Archiver l’éphémère ne va pas de soi. Cette action ne comporte-t-elle pas d’abord une contradiction dans les termes ? Ce qui est éphémère ne doit-il pas sa beauté, peut-être sa valeur toute entière, à ce qu’il ne dure que l’« espace d’un matin » (Malherbe) et, quand il est le fruit de la spontanéité, à la seule « intuition de l’instant » (Bachelard) ? Ce premier dilemme passé (le pourquoi et le pourquoi pas ?), se pose la question du quoi. Que conserver ? « Ce qui s’offre d’emblée » (Yves Bonnefoy) -les traces, le «je-ne-sais quoi et le presque-rien » – ou ce que l’on a prévu dès le départ de faire durer -intentionnellement-, éventuellement en le transposant sous une autre forme ? Comment enfin donner une actualité à ce patrimoine éphémère, une structure à l’événement singulier ou encore présenter le patrimoine de l’éphémère ?

Le récent colloque « Tatouage. L’art aura-t-il ta peau ? » organisé par HAR, l’université de Nantes et l’Institut Art et Droit à l’INHA en juin 2023, a mis à nu un cas extrême de tension entre le caractère éphémère d’un art sur la peau et la conservation à des fins artistiques du geste et des figures qu’il instaure. L’inventivité et la diversité des moyens de conservation-transposition, mémorisation filmique et photographique, apports du numérique- sur fond de questionnement éthique et de divergences sur le statut même de l’acte ne sont pas sans rappeler les problématiques liées à l’art urbain que dans un colloque plus ancien, les 13 et 14 octobre 2016, à la Grande Halle de la Villette à Paris, « État de l’art urbain, Oxymores III » , HAR et le ministère de la Culture avaient explorées (https://www.dailymotion.com/video/x553qs5).

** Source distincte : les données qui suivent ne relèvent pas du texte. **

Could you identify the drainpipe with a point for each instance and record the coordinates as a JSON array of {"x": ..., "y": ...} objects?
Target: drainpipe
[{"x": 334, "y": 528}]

L’équipe Cinéma travaille sur un art d’enregistrement qui a, pour cela dès ses débuts, « fait patrimoine ». Elle a pu contribuer à la patrimonialisation d’une pratique autrefois illégitime et tenue paradoxalement pour éphémère (la reprise de l’exploitation d’un vieux film est une invention tardive, qui a précédé la multiplication des supports de reproduction jusqu’au numérique unificateur et à la nouvelle économie des « films restaurés »), notamment dans les champs de recherche sur la relation à la peinture et à l’histoire de l’art et l’étude des discours et l’édition des écrits suscités par le cinéma. Attentive aussi à la création contemporaine, elle présente, lors de ces journées, un film « HAR » issue d’une recherche-création qui retrouve l’éphémère de la séance de cinéma dans les visages de ses spectateurs en un lieu, Kassel, où habituellement se résout tous les cinq ans, par la fréquentation de masse et le marché, la dialectique du patrimoine et de l’ultra contemporain, mais où se propagea, en juin 2022, le feu (éphémère ou pas) d’un scandale et d’une censure : la documenta 15.

La question du reenactment, du play it again est un des points forts de la réflexion de l’équipe Théâtre, dont toute une composante s’interroge -sous le titre « Performer l’archive »- sur les vertus heuristiques de l’expérimentation théâtrale contemporaine pour éclairer les archives du théâtre français ancien, entre le XIVe et le XVIIIe siècle. La « consolidation » de l’éphémère -dont la transformation d’un événement en architecture, le Redentore, forme l’emblème- se nourrit d’un aller-retour entre passé et présent que les programmes de HAR sur la mémoire photographique de l’œuvre et de la performance, et la virtualisation (cloning sonore, patrimoine “augmenté” etc.), l’analyse en acte des conditions de possibilité de la transposition contemporaine de la revue Les Temps Modernes fondée par Sartre en 1945 par nos collègues philosophes mettent en œuvre. Deux conférences invitées lancées à des collègues étrangers reconnus permettront d’élargir le débat.

[1] Titre d’une pièce de théâtre de Michel Seuphor (1926) dont le décor avait été dessiné par Piet Mondrian.